I was thinking about your statement again. I'm wondering how it accounts for people having reasoning capacities that seem specific to norms?
There’s nothing specific about our capacity for reason.
As far as it being secondhand, there are two reasons for this. First, morality does not, strictly speaking, confer survival benefits. It often has a cost, instead. On top of that, full anatomical modernity preceded behavioral modernity by at least 100k years.
We were living as anatomically modern human beings for many, many generations before we started behaving in a recognizably human way. We were still working out the terms and staking properly basic positions as an area of then-current research as late as classical empire.
We don’t know what social mores early Homo sapiens had, if any, but we expect them to be very similar to other species with similar needs and living arrangements.
The referenced piece doesn’t have anything to say in support of moral reasoning being or having been a primary function, selected for in the development of the organ that achieves it. Its highly unlikely to have been the case, and all evidence points to the contrary.

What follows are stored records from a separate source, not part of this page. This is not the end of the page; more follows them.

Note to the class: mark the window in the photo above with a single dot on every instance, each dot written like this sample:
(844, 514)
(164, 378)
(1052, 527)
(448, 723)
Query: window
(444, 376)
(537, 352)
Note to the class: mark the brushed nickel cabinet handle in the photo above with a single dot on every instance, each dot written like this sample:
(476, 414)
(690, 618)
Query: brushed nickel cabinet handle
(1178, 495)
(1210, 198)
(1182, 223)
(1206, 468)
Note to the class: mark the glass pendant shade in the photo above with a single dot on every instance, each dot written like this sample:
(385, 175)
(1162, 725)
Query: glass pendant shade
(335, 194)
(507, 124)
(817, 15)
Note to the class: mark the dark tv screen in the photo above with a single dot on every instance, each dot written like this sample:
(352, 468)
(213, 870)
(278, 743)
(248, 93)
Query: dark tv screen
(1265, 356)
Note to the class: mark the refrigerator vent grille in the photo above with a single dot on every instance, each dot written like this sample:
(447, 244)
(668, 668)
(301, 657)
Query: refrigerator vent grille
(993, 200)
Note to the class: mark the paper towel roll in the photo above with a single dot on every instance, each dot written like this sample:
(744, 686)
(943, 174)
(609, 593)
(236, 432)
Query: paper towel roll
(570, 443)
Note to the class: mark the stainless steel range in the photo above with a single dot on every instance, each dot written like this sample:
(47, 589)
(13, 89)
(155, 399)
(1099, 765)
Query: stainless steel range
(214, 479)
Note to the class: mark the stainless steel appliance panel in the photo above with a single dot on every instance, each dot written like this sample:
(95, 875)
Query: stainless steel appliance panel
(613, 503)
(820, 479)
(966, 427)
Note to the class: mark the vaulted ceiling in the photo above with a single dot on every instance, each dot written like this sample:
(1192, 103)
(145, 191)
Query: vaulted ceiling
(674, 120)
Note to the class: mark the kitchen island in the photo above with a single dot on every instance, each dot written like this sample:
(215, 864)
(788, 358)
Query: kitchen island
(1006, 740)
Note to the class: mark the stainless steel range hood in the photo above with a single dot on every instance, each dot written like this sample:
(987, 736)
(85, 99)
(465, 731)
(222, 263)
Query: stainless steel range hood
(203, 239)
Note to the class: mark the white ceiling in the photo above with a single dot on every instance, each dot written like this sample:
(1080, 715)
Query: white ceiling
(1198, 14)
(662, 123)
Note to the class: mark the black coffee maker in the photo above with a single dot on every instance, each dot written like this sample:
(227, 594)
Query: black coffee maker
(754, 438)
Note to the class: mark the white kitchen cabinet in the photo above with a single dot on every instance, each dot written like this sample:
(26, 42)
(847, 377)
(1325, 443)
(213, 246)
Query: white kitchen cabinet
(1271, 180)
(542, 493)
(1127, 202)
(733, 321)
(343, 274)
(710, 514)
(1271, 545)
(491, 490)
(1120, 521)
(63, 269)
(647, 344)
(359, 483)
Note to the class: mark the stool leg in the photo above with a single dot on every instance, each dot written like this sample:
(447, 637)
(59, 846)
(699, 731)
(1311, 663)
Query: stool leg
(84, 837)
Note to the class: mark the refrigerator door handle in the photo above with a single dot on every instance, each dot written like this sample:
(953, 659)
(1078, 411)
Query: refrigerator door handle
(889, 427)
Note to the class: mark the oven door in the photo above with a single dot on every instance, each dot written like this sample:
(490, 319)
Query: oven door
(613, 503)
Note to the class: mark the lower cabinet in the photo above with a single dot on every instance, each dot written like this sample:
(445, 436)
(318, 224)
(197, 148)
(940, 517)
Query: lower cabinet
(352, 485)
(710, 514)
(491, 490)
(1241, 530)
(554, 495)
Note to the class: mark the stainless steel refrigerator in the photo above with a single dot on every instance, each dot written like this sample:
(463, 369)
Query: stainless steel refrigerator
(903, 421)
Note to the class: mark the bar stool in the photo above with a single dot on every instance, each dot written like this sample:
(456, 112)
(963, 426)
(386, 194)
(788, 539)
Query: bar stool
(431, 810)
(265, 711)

That said, it does highlight something about modern populations, that you might see expressed in dissatisfaction with moral schemas here on the boards. We either naturally, or have been conditioned, to prefer simple deontology. Reasoning from a set rule, like the corner piece of a puzzle. Tell a person that moral realism doesn’t (and can’t) provide a simple itemized list of does and dont’s, and they throw their arms up. “What good is it, then?”.
It’s kind of fun to keep that in mind when we discuss our moral agency. It’s a patch. It uses systems designed for other things and prefers strait forward problem solving to the sort of introspection required for deep dives. When some nutbar shouts out to his god before pressing the doomsday button, he’s going to feel a deep sense of moral satisfaction in having discharged his sacred duty to do the right thing.
So, it may seem strange, to us, but what doesn’t seem strange about morality?